…and independently the guy suggested checking to see if the card reader was compatible with OS9.1. I have sent an email to the company I found on the website; will post answer if I get one. Never dreamed card readers might be operating system dependent.
The reader's USB 2.0 (high speed USB) capability is not supported by any Mac OS lower than 10.2.8, but all USB 2.0 devices that I'm aware of are backward-compatible with USB 1.1 and will work at the far slower USB 1.1 speed which OS 9 supports. It seems extremely unlikely to me that the device would transfer data at all if it were, in some way I can't imagine, incompatible with OS 9. I don't think that's the issue.
Zio won't have anything to tell you, I suspect; the packaging of their products makes no mention of using them with Macs, and I doubt that they want to be bothered with questions about Mac support. Nevertheless, if the reader adheres to the USB 2.0 standard, it should work fine with Macs.
Some of the new digicams claim to be compatible only with versions of OS 10.x. Does this imply that pics cannot be downloaded and read properly in OS9.x, if read from a camera card thru a [compatible] card reader?

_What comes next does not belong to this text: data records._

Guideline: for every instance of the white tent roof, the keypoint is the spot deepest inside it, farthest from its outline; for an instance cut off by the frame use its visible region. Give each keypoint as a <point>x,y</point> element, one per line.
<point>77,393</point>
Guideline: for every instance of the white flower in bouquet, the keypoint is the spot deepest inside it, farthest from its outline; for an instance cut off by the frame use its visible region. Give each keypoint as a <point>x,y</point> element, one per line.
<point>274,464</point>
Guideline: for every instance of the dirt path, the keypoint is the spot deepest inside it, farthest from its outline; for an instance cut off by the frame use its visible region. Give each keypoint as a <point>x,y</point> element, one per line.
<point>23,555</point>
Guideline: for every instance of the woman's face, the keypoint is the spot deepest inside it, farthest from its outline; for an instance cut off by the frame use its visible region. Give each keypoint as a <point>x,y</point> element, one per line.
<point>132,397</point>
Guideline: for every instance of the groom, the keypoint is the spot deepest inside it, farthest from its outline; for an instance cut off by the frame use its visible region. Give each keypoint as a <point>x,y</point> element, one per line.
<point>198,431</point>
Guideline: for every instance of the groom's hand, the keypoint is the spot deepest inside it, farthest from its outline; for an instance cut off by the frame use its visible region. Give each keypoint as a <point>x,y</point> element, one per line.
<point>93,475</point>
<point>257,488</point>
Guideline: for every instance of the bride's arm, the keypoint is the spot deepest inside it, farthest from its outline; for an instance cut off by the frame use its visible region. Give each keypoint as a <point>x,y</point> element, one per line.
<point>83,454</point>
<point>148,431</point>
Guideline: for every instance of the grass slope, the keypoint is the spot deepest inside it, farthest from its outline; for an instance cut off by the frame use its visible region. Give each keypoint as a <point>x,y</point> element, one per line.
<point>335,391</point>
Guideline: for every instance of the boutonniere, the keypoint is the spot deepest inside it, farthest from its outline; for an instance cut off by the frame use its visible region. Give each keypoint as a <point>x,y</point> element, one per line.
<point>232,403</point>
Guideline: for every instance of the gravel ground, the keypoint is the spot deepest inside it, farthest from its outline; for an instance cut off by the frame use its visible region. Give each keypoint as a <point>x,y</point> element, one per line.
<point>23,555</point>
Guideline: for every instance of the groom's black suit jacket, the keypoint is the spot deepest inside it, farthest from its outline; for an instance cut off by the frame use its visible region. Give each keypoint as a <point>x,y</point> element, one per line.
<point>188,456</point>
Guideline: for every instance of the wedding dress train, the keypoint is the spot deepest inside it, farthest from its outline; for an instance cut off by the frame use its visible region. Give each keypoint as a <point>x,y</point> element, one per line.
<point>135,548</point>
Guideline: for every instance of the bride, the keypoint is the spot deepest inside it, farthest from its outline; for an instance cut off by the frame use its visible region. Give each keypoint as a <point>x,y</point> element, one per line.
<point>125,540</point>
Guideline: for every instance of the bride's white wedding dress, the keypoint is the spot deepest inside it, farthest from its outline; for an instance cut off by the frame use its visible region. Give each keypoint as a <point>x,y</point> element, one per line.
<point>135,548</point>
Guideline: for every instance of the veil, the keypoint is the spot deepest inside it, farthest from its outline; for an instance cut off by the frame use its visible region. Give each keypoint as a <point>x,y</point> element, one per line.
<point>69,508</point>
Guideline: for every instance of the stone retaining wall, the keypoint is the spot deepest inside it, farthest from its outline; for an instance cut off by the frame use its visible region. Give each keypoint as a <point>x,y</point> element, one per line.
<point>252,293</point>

Assume it means the downloadable software that comes with the digicam is incompatible with OS9.x, but is that really important?
In many cases, it's the proprietary software bundled with the camera that the company is really talking about. In the case of a camera equipped with USB 2.0 for direct transfer of images to the computer, OS 10.2.8 or 10.3.4 or higher is required for the connection to be made at USB 2.0 speed. But if you can stand to wait for images to be transferred at USB 1.1 speed instead, and you don't want to use the camera maker's usually less-than-great proprietary software anyway, you can often get by without the required OS version. There may be some cameras with which that won't work, though — and it could be quite hard to find out which ones, since camera makers are loath to suggest that their devices
might work with anything less than the minimum hardware and software they're
guaranteed to work with.
The $1900 Olympus camera I bought four years ago came with proprietary OS 9-compatible image browsing and editing software that was (to put it politely) amateurish in design and pitiful in its limited capabilities, especially by comparison with the $30 shareware GraphicConverter — one of the best software values available anywhere at any price. The latest updated OS X version of the Olympus app is different but no better, and the proprietary apps I've seen from other camera manufacturers are similarly weak. There is no good reason for anyone to use them, except in those few unpardonable cases where the camera maker has designed the camera not to transfer pictures to the computer any other way. There's no good reason for anyone to buy those cameras in the first place.
Any camera that uses a removable flash memory card should be able to be used with any OS that supports a USB card reader, including OS 9 and even OS 8.6. The only exception I can think of offhand is the xD-Picturecard form factor, which some versions of OS X seem to have trouble reading; I don't know about OS 9. All cameras that I'm aware of format their removable cards in the PC-centric FAT32 format, which all Macs have been able to recognize and handle with aplomb since it was introduced to the PC world many years ago. So only a hardware problem with the card reader or a corruption or missing component in the standard OS software on a Mac should prevent the correct reading and copying of a file from a memory card to a Mac's hard drive. That's what makes your problem so mystifying.